- Genre: Drama
- Screenplay by: Anshula mathur
- Story by: pearl grey, Anshula mathur, rashmi grey
- Directed by: Dev Dutt J. Gupta
- Starring: Sheezan Khan; Shaily Priya Pandey;
- Country of origin: India
- Original language: Hindi
- No. of seasons: 1
- No. of episodes: 178

Production
- Executive producer: Pearl Grey
- Producers: Santosh Singh Rochelle Singh
- Camera setup: Multi-camera
- Running time: 22 minutes
- Production company: Parth Production

Original release
- Network: Azaad
- Release: 14 September 2021 – 9 April 2022

= Pavitra: Bharose Ka Safar =

2021 Indian drama television series

Pavitra: Bharose Ka Safar is an Indian television drama series that premiered from 14 September 2021 on Azaad.
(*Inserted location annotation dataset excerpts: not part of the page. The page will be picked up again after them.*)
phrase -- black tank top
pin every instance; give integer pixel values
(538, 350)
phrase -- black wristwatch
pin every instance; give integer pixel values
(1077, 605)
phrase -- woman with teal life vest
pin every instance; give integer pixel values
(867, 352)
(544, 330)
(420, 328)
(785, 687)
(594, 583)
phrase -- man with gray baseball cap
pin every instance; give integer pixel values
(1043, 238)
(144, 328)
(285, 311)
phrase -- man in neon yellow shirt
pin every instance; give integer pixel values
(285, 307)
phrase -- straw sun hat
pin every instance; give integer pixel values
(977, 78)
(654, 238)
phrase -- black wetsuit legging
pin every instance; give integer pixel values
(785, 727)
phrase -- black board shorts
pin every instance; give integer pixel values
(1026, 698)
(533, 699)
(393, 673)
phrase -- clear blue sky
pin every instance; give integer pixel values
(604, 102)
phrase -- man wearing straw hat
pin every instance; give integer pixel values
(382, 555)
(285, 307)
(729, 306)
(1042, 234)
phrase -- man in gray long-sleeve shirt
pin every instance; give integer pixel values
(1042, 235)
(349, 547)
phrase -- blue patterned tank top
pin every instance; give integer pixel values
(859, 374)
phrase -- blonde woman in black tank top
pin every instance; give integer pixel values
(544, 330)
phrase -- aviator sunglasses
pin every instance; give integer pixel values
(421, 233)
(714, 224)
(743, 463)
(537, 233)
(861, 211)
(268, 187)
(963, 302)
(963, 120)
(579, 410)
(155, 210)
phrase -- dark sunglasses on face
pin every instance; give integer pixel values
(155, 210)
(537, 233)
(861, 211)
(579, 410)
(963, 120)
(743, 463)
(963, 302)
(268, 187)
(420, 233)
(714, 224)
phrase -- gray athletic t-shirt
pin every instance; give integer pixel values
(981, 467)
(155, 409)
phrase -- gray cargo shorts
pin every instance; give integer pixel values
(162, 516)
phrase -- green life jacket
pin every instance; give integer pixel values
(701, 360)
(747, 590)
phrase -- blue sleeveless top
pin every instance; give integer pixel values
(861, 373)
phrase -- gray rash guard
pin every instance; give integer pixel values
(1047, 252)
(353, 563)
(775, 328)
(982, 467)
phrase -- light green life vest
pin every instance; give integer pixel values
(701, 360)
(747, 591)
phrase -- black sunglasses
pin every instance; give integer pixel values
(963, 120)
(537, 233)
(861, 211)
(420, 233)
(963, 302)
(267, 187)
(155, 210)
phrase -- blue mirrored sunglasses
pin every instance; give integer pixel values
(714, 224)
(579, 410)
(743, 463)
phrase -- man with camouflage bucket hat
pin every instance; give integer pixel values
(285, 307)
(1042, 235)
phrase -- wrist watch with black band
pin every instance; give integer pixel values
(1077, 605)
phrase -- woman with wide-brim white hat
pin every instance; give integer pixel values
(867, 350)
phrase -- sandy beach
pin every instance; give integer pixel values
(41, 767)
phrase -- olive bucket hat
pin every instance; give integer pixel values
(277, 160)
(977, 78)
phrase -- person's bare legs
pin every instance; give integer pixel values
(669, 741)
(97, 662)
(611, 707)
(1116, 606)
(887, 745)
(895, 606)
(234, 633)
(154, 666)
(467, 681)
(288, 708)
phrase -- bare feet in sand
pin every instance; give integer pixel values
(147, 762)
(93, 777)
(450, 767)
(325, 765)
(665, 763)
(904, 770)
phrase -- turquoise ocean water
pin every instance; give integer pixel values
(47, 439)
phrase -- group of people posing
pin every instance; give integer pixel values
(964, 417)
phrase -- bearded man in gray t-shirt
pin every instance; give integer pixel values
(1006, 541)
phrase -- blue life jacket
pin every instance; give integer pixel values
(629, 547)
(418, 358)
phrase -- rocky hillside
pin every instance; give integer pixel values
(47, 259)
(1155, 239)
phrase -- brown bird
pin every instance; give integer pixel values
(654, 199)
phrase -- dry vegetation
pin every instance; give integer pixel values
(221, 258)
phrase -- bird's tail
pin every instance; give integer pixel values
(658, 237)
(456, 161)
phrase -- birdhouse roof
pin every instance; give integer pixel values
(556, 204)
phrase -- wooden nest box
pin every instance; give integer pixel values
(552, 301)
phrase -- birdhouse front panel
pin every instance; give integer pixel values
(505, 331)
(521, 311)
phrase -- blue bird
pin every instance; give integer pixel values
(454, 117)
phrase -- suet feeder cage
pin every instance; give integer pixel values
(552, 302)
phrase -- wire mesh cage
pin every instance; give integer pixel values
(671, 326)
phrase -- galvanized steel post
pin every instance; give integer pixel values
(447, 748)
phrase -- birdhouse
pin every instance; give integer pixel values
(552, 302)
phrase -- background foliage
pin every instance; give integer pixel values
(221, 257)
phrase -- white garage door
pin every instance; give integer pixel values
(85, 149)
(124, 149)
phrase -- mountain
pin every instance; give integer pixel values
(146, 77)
Produced by Santosh Singh, Rochelle Singh and Pearl Grey under Parth Production, it stars Sheezan Khan and Shaily Priya Pandey. It went off air on 9 April 2022 and digitally available on MX Player.

== Cast ==
- Sheezan Khan as Arya Thakur: Bade Thakur and Uma's son; Pavitra's husband (2021–2022)
- Shaily Priya Pandey as Pavitra Aarya Thakur: Pawan and Lakshmi's daughter; Arya's wife; Akash and Kavita's younger sister (2021–2022)
- Neelu Vaghela as Uma Thakur: Bade Thakur's wife; Arya, Rachana, Rekha, Vishal and Rohan's mother; Pavitra's mother-in-law (2021–2022)
- Kumar Rajput as Bade Thakur
- Siddhi Sharma as Rachana Thakur
- Shivani Chakraborty as Rekha Thakur
- Hemant Choudhary as Pawan: Lakshmi's husband; Pavitra, Akash and Kavita's father
- Deepali Kamat as Lakshmi: Pawan's wife; Pavitra, Akash and Kavita's mother
- Shubham Bagwe as Akash
- Sonia Keswani as Kavita
- Siddharth Ohri as Vishal Thakur
- Priyansh as Rohan Thakur

== Production ==
The series was announced in 2021 by Azaad. The teaser of the series was released on 14 September 2021. Shaily Priya Pandey was cast in the titular role, and was joined by Sheezan Khan as leads.